Judy: A Trace of Smoke is a slice of life for one woman living through terrible historic times. I hope it captures that one experience. I think it could have gone either way for Germany in 1931. Hitler's rise to power was not as inevitable as it seems now.

Karin: Talkeetna is lovely, isn't it? The view of Mt. McKinley is amazing. But as a teenager, Berlin had a lot more going on...

Rosemary: Thank you!
(Rebecca Cantrell 7:08pm May 13, 2009)

What a wonderful idea for a book! I'd love to read your story.
(LuAnn Morgan 8:50pm May 13, 2009)

Sounds like an interesting look at a
pivotal time in German history. We miss
so many threads that come together to
make the history we see.
(Patricia Barraclough 10:38pm May 13, 2009)

Berlin sounds so mysterious, probably because it's across the water in Europe. I remember listening to a chanteuse singing sultry tunes in a bank converted into a nightclub. Boy, could she hit the notes.
(Alyson Widen 11:27pm May 13, 2009)

I want to travel so bad. At least I get a
glimpse of traveling when I read.
(Bridget Hopper 5:29pm May 14, 2009)

Sounds like a good one! I just finished another book about postwar berlin - pre WWII and it was fascinating...
(Mari M. 4:43pm May 15, 2009)

Fascinating. I would love to read your books.
(Patsy Hagen 1:45pm May 19, 2009)

I'm so pleased that some writers are actually beginning to set their stories in Germany. I've been reading for close to 60 years, and the only books set there were ones written by Germans in German. Few of them have ever been translated.
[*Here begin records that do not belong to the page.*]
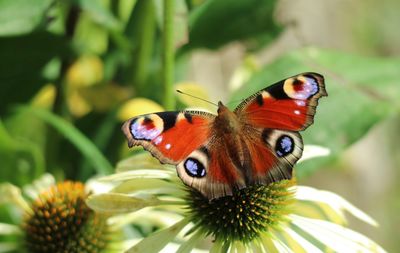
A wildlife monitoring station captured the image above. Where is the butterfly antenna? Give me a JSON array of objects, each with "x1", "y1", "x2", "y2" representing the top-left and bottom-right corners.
[
  {"x1": 176, "y1": 90, "x2": 218, "y2": 107},
  {"x1": 227, "y1": 98, "x2": 246, "y2": 105}
]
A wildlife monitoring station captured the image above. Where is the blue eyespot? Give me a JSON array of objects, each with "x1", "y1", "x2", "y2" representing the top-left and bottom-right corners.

Now within less than a month, I have become ware of 2 novels set there: Renee Ryan's Love Inspired Historical, Dangerous Allies and your today your Hannah Vogel book. I've often wanted to be able to view my parents' world from a novel's perspective--both grew up in Berlin--and this will be a great chance. For most writers it seems to be impossible to see beyond the Hitler era to see what Germans were like before that and are today. It has often bothered me. There have long been novels set in Japan and other formerly combatant nations like Italy, but not Germany. My family and I emigrated to Canada almost 60 years ago. But we had a lot of roots in Germany.

I'll definitely be looking for your books.